Tuesday, May 6, 2008

Roundup of this week's legal developments

-- The Kansas Supreme Court today set limits on grand jury subpoenas in an investigation of a Kansas abortion provider, but refused to block the subpoenas altogether or strike down the law under which the grand jury convened. The Associated Press reports:

The Supreme Court declined to quash or modify the subpoenas or strike down the law. But it sent the case back to district court and set guidelines for the presiding judge to use to determine whether the subpoenas should be enforced.
“The court should satisfy itself that the grand jury has not engaged in an arbitrary fishing expedition and that the targets were not selected and subpoenas issued out of malice or with intent to harass,” Justice Lee Johnson wrote in the high court’s opinion. “If so, the court should quash the subpoenas.”
The Supreme Court said if the district court determines that both of those conditions are satisfied, it must consider patients’ privacy. It must allow Tiller’s clinic to remove all patient identifying information from the copies it provides to the grand jury, the high court said.
“The district court must consider the competing interests of the state and the patients,” Johnson wrote for the Supreme Court.

Notably, the court said that for all records subpoenaed, an independent attorney and physician must ensure the redaction of all information not relevant to the investigation, regardless of whether the information is considered "patient-identifying" information. Bottom line, though: the case is remanded, the abuse of the state justice system to harass health care providers continues.

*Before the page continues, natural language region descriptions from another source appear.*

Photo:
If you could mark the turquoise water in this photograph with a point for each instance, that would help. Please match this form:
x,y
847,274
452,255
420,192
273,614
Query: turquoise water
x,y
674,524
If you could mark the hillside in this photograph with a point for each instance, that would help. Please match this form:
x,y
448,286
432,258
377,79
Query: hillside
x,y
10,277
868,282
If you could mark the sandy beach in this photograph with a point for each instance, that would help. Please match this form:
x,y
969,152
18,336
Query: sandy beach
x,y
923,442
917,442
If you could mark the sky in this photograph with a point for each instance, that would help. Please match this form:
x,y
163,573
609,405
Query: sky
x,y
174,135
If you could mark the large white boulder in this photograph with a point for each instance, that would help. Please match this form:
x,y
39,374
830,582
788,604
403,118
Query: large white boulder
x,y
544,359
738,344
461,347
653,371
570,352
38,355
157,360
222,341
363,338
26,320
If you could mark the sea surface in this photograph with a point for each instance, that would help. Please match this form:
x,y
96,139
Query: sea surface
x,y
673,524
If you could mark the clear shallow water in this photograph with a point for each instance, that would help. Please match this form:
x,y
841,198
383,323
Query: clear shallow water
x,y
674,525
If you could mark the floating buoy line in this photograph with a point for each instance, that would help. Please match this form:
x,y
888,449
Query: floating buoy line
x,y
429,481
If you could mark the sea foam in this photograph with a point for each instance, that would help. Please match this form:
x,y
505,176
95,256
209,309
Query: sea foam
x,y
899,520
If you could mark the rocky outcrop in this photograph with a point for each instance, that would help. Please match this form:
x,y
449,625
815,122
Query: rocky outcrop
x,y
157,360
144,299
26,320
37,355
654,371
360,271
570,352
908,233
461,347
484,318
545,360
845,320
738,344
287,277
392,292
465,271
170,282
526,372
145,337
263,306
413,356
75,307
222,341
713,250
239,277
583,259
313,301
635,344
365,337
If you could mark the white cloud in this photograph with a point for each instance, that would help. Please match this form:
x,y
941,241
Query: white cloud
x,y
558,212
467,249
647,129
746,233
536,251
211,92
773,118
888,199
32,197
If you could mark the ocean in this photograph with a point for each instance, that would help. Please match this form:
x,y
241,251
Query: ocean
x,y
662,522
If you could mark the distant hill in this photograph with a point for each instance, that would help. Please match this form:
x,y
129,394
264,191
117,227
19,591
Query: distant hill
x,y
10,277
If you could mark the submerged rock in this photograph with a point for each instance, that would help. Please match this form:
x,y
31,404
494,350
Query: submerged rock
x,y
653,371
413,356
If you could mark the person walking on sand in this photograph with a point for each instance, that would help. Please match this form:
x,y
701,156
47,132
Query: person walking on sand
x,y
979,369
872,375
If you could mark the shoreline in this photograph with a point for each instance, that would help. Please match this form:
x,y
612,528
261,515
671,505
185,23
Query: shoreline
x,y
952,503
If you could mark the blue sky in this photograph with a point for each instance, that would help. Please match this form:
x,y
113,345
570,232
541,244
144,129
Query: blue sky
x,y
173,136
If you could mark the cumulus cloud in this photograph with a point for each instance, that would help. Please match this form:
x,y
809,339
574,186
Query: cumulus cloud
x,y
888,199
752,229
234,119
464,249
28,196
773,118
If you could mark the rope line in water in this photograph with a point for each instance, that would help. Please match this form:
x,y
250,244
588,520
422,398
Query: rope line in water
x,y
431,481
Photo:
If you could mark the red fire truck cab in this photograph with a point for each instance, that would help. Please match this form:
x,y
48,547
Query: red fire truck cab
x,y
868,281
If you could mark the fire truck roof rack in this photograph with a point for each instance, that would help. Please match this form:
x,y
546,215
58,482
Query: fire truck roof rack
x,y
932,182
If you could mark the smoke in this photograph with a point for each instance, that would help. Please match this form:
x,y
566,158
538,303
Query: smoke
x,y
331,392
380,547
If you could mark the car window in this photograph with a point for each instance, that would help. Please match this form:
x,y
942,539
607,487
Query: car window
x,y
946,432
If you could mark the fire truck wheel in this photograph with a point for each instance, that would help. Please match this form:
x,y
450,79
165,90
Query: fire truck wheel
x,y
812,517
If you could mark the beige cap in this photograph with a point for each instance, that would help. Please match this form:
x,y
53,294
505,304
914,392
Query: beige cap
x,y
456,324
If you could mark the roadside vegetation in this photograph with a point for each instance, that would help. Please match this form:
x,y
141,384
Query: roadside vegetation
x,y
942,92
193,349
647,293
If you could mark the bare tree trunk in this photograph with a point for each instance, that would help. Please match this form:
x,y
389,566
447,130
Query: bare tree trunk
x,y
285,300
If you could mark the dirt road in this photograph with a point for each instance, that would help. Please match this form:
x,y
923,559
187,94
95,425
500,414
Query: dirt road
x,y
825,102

-- Workplace Law Profs Blog notes an interesting case in which a University of Toledo employee, charged with overseeing the school's equal employment policies, wrote an editorial in a local paper -- which argued vigorously that gay and lesbian people shouldn't be protected from discrimination. Normally, public employees' off-the-job political speech is protected, but there's a very interesting question here of whether a statement like this so undermines the employer, and the particular employee's job responsibilities, as to cross the line into unprotected speech.

-- A Pennsylvania state appellate court held (pdf; see also report here) - over one judge's dissent - that a city could shut down a restaurant that provided an area for patrons to have sex, because sex is not an "accessory use" permitted by its restaurant permit. The dissenting judge compared patron sexual activity to karaoke, cabaret, and off-track betting: not typical for restaurants, but consistent with the types of entertainment that some restaurants are known to provide. This may seem like a weird case, but this kind of business model sounds like a winner for businesses catering to the swing community.